# first kill with a slingshot



## mark22c (May 28, 2011)

bagged this today with a clean head shot from 12 yards using 9.5mm steel BB's. its my first kill with a catty, first shot went high but it stayed put for a second shot and i didnt miss that time! i have to add this is on private land that i have permission to shoot


----------



## srs45 (May 10, 2011)

nice one buddy, good to know 9.5's are good enough for a clean kill at range, they are my fav and only ammo now. Its either 9.5 steels or 9.5 leads for me.


----------



## mark22c (May 28, 2011)

cheers, would rather have used some 12mm lead balls, i have a mould for them but still need some lead. at 12 yards though the steel 9.5mm BB penetrated the skull! the rabbit was stone dead instantly. i'de been practising for a while now and was confident at ranges under 15 yards of hitting a rabbits head but had reservations about the power... i dont now though. i was using double theraband gold bands cut tapered from 25mm - 20mm.


----------



## Nico (Sep 10, 2010)

Good job! And congrats on your first kill..

How does it feel?

Nico


----------



## mark22c (May 28, 2011)

i shoot a lot with air rifles and bag loads of rabbits but this felt different... immensely satisfying! using something so primitive to hunt thats light and small enough to fit in your pocket. on top of that knowing you've made it yourself!


----------



## kobe23 (Jun 28, 2010)

The split second you see the ammo path travelling towards the prey and penetrating... I WANT THIS FEELING TOO XD

Where you based mark?
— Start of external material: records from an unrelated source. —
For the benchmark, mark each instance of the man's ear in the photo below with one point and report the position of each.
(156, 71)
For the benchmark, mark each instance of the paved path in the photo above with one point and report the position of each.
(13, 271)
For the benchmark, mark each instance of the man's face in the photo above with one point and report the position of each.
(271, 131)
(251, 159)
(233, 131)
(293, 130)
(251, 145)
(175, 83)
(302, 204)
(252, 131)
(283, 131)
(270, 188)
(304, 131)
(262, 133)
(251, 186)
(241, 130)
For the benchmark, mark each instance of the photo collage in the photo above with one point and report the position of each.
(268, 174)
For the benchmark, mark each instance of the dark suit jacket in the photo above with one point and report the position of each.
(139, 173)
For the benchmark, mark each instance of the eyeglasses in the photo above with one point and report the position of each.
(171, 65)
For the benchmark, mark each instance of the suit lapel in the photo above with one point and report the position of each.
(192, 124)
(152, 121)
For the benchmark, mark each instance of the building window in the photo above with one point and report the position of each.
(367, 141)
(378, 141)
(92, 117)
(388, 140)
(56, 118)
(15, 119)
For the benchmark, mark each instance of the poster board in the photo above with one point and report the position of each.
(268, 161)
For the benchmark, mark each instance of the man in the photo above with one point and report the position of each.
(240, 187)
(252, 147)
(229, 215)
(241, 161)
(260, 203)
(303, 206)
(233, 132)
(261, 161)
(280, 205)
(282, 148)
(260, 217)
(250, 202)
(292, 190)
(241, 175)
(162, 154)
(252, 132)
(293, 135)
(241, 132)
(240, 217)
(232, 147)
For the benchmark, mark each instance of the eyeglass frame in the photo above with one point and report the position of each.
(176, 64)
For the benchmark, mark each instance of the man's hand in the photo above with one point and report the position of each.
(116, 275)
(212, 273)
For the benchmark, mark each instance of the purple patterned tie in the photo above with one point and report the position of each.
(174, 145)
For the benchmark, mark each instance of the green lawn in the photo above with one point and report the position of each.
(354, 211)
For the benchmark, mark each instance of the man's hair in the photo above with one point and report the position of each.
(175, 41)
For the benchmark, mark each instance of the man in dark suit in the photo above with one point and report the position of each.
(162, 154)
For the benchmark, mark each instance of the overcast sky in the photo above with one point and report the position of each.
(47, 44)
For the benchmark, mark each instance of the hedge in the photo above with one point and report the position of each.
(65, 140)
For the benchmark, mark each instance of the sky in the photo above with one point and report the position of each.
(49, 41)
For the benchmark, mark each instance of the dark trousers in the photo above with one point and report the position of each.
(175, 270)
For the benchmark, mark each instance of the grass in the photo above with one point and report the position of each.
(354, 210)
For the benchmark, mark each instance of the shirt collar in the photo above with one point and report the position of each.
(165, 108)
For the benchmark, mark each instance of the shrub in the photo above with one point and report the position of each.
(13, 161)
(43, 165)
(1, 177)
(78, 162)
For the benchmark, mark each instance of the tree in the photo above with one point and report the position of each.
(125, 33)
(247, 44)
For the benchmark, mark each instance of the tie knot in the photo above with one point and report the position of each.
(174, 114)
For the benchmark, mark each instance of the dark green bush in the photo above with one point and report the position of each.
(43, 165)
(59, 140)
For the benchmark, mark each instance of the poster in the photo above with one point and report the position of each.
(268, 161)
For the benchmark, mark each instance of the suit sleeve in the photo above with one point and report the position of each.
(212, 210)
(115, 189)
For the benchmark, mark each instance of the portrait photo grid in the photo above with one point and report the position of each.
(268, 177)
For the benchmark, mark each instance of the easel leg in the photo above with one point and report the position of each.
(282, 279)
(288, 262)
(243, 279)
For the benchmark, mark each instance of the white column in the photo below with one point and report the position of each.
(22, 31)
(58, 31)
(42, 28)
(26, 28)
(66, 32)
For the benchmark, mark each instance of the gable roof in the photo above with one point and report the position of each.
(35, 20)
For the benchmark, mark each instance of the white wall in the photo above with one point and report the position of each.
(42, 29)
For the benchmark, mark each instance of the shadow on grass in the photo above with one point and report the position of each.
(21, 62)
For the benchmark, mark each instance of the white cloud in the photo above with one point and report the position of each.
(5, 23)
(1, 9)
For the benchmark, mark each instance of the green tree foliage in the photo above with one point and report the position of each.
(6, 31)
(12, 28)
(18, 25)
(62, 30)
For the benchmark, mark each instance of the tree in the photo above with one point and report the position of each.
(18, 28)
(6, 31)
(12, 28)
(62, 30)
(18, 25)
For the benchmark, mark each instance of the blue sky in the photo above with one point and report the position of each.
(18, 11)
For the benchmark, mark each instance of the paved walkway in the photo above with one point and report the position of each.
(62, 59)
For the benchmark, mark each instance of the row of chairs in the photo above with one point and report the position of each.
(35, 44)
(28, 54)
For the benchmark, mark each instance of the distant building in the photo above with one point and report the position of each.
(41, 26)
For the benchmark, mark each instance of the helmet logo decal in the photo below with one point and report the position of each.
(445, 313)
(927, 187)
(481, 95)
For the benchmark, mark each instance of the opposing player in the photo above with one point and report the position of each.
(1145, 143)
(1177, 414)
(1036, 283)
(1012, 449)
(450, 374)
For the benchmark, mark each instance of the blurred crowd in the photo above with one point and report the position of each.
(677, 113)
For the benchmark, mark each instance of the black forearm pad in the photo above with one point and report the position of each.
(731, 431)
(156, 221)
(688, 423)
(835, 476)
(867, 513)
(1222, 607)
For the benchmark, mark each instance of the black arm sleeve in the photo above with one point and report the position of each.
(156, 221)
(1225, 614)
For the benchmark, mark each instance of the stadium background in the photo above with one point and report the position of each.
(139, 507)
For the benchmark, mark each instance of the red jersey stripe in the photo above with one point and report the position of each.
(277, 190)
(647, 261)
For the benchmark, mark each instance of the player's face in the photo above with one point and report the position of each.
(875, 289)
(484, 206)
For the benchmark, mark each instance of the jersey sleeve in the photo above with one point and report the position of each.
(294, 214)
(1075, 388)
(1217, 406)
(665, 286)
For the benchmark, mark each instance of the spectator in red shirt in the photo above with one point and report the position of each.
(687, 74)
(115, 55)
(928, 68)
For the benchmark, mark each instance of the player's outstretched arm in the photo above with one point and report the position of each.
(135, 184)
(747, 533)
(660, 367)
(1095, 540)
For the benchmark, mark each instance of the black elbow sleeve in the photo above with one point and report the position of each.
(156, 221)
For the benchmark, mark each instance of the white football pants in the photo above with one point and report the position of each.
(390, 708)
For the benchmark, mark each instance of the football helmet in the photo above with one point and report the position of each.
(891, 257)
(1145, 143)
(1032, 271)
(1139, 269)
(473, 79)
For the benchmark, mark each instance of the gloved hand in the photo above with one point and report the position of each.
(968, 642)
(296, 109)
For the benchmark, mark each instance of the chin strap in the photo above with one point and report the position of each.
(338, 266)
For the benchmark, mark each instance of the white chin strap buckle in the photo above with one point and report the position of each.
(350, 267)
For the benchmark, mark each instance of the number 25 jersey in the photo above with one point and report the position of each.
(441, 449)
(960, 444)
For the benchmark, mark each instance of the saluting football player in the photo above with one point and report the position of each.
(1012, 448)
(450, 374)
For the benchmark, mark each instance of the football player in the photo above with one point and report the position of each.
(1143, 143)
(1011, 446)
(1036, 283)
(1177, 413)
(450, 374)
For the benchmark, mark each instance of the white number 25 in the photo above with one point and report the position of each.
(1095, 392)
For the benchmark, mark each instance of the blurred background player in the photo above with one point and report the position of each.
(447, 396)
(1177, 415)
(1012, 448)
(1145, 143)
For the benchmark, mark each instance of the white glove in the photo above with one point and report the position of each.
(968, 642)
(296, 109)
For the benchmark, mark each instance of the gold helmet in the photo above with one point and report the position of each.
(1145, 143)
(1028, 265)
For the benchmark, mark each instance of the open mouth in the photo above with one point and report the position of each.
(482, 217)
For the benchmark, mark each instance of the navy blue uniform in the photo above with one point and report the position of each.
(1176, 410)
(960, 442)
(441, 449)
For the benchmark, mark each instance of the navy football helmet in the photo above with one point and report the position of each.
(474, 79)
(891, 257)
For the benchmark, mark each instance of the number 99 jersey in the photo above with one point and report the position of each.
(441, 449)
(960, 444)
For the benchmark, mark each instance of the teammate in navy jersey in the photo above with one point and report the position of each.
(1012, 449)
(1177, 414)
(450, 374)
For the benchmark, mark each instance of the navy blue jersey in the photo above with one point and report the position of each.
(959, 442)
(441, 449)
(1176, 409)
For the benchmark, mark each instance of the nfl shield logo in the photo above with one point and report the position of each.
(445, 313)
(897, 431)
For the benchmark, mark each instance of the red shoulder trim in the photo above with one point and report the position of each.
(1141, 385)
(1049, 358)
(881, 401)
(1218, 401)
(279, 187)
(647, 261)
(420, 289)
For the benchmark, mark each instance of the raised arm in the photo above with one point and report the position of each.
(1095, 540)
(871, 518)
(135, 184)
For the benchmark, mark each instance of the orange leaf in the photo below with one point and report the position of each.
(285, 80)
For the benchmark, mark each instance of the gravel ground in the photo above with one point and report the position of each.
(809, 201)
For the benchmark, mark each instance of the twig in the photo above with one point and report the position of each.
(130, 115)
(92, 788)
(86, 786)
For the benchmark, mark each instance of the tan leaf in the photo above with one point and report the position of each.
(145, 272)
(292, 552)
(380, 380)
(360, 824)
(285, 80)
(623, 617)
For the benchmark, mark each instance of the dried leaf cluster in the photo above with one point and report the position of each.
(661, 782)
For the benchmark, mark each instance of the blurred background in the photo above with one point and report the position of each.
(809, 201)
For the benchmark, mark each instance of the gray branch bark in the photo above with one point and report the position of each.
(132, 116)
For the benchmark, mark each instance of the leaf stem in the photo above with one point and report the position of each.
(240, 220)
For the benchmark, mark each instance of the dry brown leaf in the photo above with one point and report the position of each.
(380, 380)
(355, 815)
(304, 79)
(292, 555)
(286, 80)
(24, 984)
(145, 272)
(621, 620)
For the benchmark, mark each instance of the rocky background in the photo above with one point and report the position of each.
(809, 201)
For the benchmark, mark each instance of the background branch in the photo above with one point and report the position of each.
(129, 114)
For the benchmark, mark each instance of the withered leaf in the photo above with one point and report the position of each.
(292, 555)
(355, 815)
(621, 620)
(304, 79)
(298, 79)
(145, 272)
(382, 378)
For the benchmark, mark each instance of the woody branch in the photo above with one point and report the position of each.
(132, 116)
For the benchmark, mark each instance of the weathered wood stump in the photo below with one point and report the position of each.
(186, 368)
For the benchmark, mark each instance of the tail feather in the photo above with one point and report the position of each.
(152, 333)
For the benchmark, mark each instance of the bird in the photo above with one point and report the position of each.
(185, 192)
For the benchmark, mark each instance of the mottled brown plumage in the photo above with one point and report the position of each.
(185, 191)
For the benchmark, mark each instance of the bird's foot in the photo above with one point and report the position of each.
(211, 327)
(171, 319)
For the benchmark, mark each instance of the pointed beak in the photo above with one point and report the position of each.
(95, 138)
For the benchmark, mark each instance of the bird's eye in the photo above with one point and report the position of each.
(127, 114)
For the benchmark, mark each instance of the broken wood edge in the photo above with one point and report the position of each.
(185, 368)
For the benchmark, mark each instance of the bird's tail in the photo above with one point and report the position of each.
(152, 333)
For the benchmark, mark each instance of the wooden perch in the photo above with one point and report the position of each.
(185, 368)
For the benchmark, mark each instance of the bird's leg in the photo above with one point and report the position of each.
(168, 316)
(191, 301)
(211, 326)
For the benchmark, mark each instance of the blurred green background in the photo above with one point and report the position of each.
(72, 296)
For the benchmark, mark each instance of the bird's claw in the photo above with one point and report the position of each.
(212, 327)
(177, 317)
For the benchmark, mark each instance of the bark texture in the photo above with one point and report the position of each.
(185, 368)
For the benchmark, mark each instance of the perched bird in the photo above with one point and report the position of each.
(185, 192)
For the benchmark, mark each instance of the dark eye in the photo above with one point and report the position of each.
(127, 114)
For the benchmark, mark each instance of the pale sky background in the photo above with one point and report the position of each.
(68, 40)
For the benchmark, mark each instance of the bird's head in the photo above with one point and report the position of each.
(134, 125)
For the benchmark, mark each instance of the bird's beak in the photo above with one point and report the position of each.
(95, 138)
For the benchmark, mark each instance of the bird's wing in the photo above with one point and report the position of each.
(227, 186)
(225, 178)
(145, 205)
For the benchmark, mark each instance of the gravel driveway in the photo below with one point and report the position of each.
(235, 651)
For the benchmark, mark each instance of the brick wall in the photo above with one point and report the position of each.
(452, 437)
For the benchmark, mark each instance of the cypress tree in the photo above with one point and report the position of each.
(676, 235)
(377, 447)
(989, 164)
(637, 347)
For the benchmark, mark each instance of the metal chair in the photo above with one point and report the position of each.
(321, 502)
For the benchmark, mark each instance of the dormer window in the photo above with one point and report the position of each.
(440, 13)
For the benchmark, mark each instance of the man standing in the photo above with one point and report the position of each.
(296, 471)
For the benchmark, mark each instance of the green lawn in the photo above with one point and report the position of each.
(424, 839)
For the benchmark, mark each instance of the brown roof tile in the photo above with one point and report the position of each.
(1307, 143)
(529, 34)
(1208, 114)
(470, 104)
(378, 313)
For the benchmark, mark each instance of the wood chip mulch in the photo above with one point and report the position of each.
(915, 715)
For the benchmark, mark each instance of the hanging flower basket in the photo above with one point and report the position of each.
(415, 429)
The closest distance I get to the cottontail is approx 18-20m and _camouflaged _with bushes and fence, and it still notice my presence... Almost got a direct headshot that time, but unfortunately the shot went slightly lower and it bounced off the grass =(


----------



## mark22c (May 28, 2011)

kobe23 said:


> The split second you see the ammo path travelling towards the prey and penetrating... I WANT THIS FEELING TOO XD
> 
> Where you based mark? The closest distance I get to the cottontail is approx 18-20m and _camouflaged _with bushes and fence, and it still notice my presence... Almost got a direct headshot that time, but unfortunately the shot went slightly lower and it bounced off the grass =(


it is satisfying seeing the glint of the BB as it flies towards the target, more of a dull thud on impact compared to the sharp slap of an air rifle pellet but certainly does the job! the BB was buried well into the skull.

im in cornwall and only about 5 miles from my shooting grounds, about 100 acres of paddocks and fields and plenty of rabbits. normally i'de take just the rifle but will start taking a catty with me as well from now on.


----------



## kobe23 (Jun 28, 2010)

So nice to have farms to shoot and hunt, no farms around London.. =(

Even just having fun shooting in the backyard is a hassle at times, recently I've spent more time producing rather than enjoying the sport >.<


----------



## e~shot (Jun 3, 2010)

Good shooting Mark, nice looking catty too


----------



## mckee (Oct 28, 2010)

brilliant shooting!


----------



## Ruu (Mar 27, 2011)

Nice harvest! You did good!


----------



## philly (Jun 13, 2010)

Good shooting Mark, will make a fine meal. 
Philly


----------



## ulfenspirit (Apr 27, 2011)

Well done for the head shot mark...good for the rabbit too...being quick.

I find it intresting stalking animals..though I'm a beginner,but you learn so much each time. Its great to have a pocket size hunting tool,saves explaining to narrow minded hippocrittes,when carrying an air-rifle around.(though a good tool) Stalking is much easier with catty.


----------



## Dayhiker (Mar 13, 2010)

Good and accurate. Nice post!


----------



## NoSugarRob (Jun 3, 2010)

nice shot.


----------



## AUSSIE4 (Nov 21, 2019)

Cool I am yet to get a bunny hoping to get away this weekend and shoot one or two!


----------